Hockey East Assn., which oversees 21 college hockey teams, including the current national champion, relocated here to CIWorks last week as a temporary home until Maples Crossing office buildings are built.
Steve Metcalf, the Hockey East commissioner, said Amesbury would not have even been on the list of possible cities without Mike Gorman of Maples Crossing.
“I didn’t know much about Amesbury,” Metcalf said last. One of his assistant commissioners recommended Amesbury, but it was Gorman, he said, who persuaded him to move the Hockey East headquarters here. “Because of Mike we thought about Amesbury differently,” he said.
Gorman said, “Hockey East is one of the most recognizable and iconic associations in all of college hockey. We are thrilled that they have chosen to move to Amesbury and did so to be a future part of the Maples Crossing campus.”
The nation’s premier college hockey conference decided not to renew its office lease in Wakefield and was looking for a central location close to major highways. Metcalf and his staff of eight are often on the road visiting east coast colleges and attending hockey games.
Interstates 95 and 495 pass through Amesbury, and the city is not far from Interstate 93.
“This place is a winner. It’s a great little town. I love Amesbury,” said Metcalf, who was the deputy athletic director at the University of New Hampshire for two decades before being named Hockey East commissioner. He lives in Portsmouth.
The plan is for Hockey East to move into space at Maples Crossing when the 150,000 square feet of office buildings and multi-use space is completed on South Hunt Road.
Maples Crossing is a combination of sports arenas, including a 2,500-seat hockey rink, two hotels and office space that will include restaurants and exercise facilities. “It is the whole package,” Metcalf said.
During the probably two years it will take Maples Crossing complex to be built on the hill above the old Amesbury Sports Park, Hockey East will lease space on the third floor at CIWorks, which houses a variety of manufacturers and service companies in an old mill building on Chestnut Street.
“CI Works welcomed Hockey East to Amesbury with a flexible lease term based upon availability of new office space within Maples Crossing and a 90-day notice period once construction is completed,” CI Works announced.
Gorman introduced Metcalf to Bob O’Brien and Mark Friery, the founders of CI Works, which lists 33 other tenants in their building. Metcalf said he is looking forward to getting to know other tenants, some of whom may be collaborating with Gorman at Maples Crossing.

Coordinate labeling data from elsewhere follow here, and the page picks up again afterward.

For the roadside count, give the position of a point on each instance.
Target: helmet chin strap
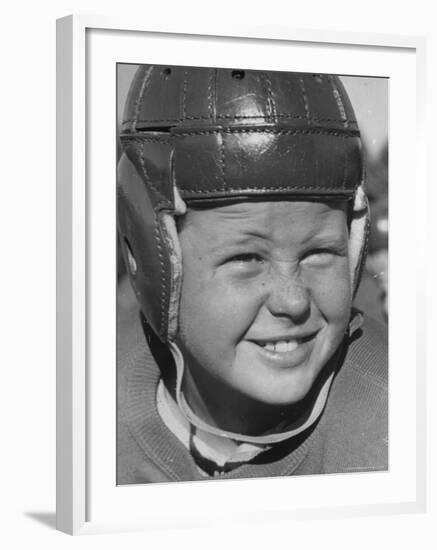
(298, 427)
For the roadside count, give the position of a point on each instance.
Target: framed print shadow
(224, 306)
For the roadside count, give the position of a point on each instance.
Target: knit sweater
(350, 436)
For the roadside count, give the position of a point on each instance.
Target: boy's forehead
(276, 222)
(268, 213)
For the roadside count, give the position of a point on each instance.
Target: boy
(244, 225)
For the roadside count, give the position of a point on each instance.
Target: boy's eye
(246, 258)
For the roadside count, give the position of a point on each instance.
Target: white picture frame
(86, 500)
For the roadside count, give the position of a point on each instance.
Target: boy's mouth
(283, 345)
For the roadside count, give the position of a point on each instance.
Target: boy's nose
(289, 297)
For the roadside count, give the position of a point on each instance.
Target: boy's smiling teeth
(281, 346)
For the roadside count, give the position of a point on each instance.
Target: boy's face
(265, 298)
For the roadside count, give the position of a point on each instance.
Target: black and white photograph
(252, 274)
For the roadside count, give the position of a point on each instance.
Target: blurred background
(369, 97)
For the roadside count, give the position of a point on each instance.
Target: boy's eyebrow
(242, 238)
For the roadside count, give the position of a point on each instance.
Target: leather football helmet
(196, 137)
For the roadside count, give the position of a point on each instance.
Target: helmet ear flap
(144, 246)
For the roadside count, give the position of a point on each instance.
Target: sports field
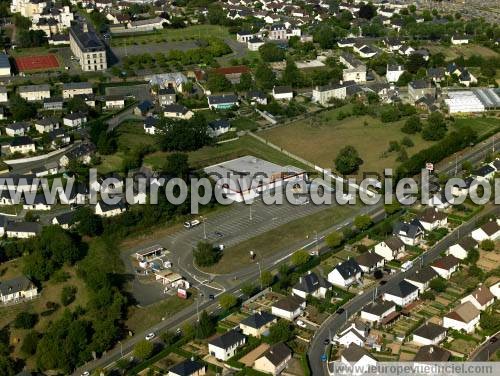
(36, 63)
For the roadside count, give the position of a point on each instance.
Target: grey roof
(21, 283)
(23, 227)
(348, 268)
(77, 85)
(277, 353)
(378, 308)
(429, 331)
(258, 320)
(402, 289)
(227, 339)
(311, 283)
(187, 368)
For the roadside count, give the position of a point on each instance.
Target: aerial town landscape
(163, 128)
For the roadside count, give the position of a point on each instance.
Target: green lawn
(280, 238)
(172, 35)
(210, 155)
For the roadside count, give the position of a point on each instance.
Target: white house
(283, 93)
(461, 249)
(429, 334)
(345, 274)
(311, 284)
(482, 298)
(465, 317)
(432, 219)
(376, 311)
(289, 308)
(446, 266)
(490, 230)
(225, 346)
(354, 333)
(17, 289)
(401, 294)
(391, 248)
(422, 278)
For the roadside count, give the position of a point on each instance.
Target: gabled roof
(348, 268)
(227, 339)
(430, 331)
(465, 312)
(402, 289)
(258, 320)
(311, 283)
(277, 353)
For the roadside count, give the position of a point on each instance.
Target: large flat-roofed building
(247, 177)
(88, 48)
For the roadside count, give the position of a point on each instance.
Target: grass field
(319, 138)
(280, 238)
(170, 35)
(453, 52)
(210, 155)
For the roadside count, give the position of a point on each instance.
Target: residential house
(446, 266)
(222, 102)
(75, 119)
(311, 284)
(461, 249)
(420, 88)
(356, 333)
(225, 346)
(376, 311)
(17, 129)
(359, 358)
(22, 230)
(258, 324)
(177, 111)
(289, 308)
(401, 294)
(256, 97)
(69, 90)
(432, 354)
(114, 102)
(22, 145)
(490, 230)
(394, 71)
(370, 261)
(166, 96)
(103, 209)
(46, 124)
(422, 278)
(282, 93)
(429, 334)
(150, 125)
(481, 297)
(188, 367)
(17, 289)
(34, 92)
(391, 248)
(345, 274)
(432, 219)
(409, 233)
(274, 360)
(465, 317)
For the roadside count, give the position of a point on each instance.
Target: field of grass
(320, 137)
(280, 238)
(171, 35)
(210, 155)
(453, 52)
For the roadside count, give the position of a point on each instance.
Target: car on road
(301, 324)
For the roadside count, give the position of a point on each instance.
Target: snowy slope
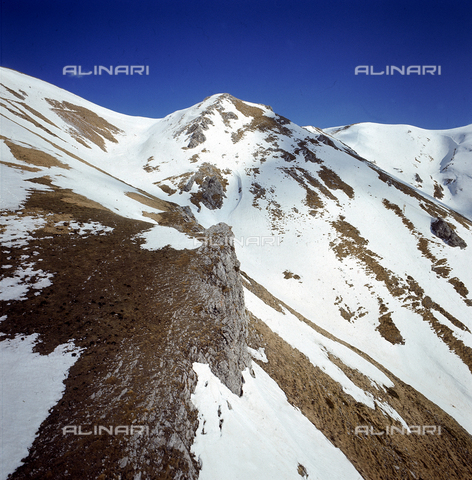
(338, 257)
(436, 162)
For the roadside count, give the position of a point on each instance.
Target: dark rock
(197, 138)
(445, 232)
(212, 193)
(225, 307)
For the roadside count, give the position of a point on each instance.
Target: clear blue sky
(297, 56)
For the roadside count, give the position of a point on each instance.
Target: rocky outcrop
(444, 231)
(211, 187)
(196, 131)
(225, 307)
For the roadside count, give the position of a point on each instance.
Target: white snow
(259, 435)
(30, 385)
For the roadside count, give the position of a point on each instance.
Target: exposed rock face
(167, 309)
(211, 189)
(225, 307)
(196, 131)
(212, 193)
(443, 230)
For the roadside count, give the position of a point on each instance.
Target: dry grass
(32, 156)
(334, 182)
(85, 123)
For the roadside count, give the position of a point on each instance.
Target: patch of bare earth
(85, 123)
(142, 318)
(376, 455)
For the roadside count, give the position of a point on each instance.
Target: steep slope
(436, 162)
(356, 314)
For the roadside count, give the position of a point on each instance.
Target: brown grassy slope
(142, 318)
(336, 414)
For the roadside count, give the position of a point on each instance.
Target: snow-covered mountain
(241, 296)
(437, 162)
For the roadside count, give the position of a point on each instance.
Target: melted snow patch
(159, 237)
(24, 279)
(31, 385)
(259, 435)
(15, 230)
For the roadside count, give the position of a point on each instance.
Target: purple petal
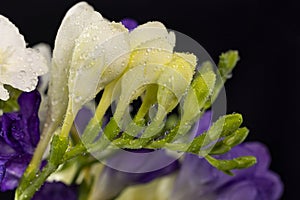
(261, 152)
(198, 180)
(57, 191)
(18, 139)
(143, 167)
(246, 190)
(2, 172)
(29, 105)
(14, 169)
(130, 24)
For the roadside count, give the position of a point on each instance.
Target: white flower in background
(19, 66)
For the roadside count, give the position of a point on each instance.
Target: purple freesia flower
(199, 180)
(19, 135)
(57, 191)
(130, 24)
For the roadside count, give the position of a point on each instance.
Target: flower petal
(4, 95)
(10, 36)
(130, 24)
(57, 191)
(77, 18)
(22, 69)
(100, 55)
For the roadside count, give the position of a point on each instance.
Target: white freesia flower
(89, 52)
(19, 66)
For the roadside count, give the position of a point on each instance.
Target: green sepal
(224, 126)
(231, 141)
(199, 92)
(227, 62)
(12, 103)
(58, 148)
(227, 165)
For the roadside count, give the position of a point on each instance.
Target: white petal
(3, 93)
(45, 50)
(151, 43)
(77, 18)
(22, 69)
(147, 32)
(10, 36)
(100, 55)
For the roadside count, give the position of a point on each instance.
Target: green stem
(94, 125)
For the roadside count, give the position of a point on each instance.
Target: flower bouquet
(122, 111)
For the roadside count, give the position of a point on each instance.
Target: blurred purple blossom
(57, 191)
(199, 180)
(19, 135)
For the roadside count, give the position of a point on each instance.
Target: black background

In its news release announcing the move, Metcalf wrote: “This is a great connection with Amesbury and the rich tradition of hockey history in the city – particularly the Amesbury Maples organization, which is the country’s oldest amateur hockey organization. The move presents a great opportunity for Amesbury to explore and expand its rich hockey history and gain additional visibility through Hockey East’s brand association and marquee events.”
Since the Hockey East league was founded in 1984, the men’s league has won 10 NCAA championships, including the 2021 champion Massachusetts Minutemen. Since 1999, Hockey East has won eight men’s NCAA championship titles with 17 NCAA Championship Game appearances, while placing 28 teams in the Frozen Four and 74 teams in the NCAA Tournament.

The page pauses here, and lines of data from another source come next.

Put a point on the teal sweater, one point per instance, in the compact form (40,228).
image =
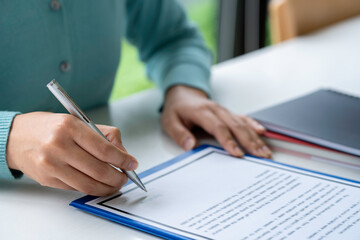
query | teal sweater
(78,43)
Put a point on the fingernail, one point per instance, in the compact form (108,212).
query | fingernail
(132,165)
(189,144)
(238,151)
(265,151)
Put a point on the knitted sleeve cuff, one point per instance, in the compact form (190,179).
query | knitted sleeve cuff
(6,119)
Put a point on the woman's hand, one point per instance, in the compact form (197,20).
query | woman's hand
(186,107)
(59,150)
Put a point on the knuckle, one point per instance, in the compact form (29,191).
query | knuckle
(66,121)
(123,180)
(252,145)
(220,126)
(90,188)
(99,172)
(43,181)
(46,163)
(238,125)
(104,150)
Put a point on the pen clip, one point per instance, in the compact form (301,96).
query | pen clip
(66,100)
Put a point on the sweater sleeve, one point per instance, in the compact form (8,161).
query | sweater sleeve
(6,119)
(171,46)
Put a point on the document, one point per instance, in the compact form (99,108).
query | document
(212,195)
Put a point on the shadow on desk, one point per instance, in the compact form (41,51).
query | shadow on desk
(27,187)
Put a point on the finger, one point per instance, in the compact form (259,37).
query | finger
(256,126)
(102,149)
(243,133)
(213,125)
(177,131)
(113,134)
(56,183)
(96,169)
(83,183)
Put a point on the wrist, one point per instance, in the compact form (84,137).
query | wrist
(184,91)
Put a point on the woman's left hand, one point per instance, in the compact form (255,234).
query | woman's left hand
(186,107)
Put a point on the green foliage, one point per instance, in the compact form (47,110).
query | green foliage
(130,77)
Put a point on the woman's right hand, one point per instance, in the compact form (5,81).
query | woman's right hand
(61,151)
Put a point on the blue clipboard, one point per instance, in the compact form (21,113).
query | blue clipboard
(81,202)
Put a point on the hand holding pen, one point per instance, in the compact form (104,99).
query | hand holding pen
(61,151)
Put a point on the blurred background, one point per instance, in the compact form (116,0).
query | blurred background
(235,27)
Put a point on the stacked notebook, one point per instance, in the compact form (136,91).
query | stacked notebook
(326,118)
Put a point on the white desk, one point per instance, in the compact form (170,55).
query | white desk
(329,58)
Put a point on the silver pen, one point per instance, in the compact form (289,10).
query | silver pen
(71,106)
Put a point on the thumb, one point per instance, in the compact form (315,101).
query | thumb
(181,135)
(113,134)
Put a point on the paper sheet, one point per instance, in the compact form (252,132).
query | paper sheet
(211,195)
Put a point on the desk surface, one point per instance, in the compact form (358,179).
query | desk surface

Hockey East has sent 118 teams to the men’s NCAA Tournament since its inaugural season, more than any other conference. Hockey East is home to 11 Hobey Baker winners and four Patty Kazmaier winners. Hockey East was expanded in 2002-03 to include a 10-team women’s league.
Gorman said, “We are excited to see what’s next for Hockey East under the guidance of Commissioner Steve Metcalf and his team as it begins in its new home in the hockey-rich community of Amesbury and with Maples Crossing.”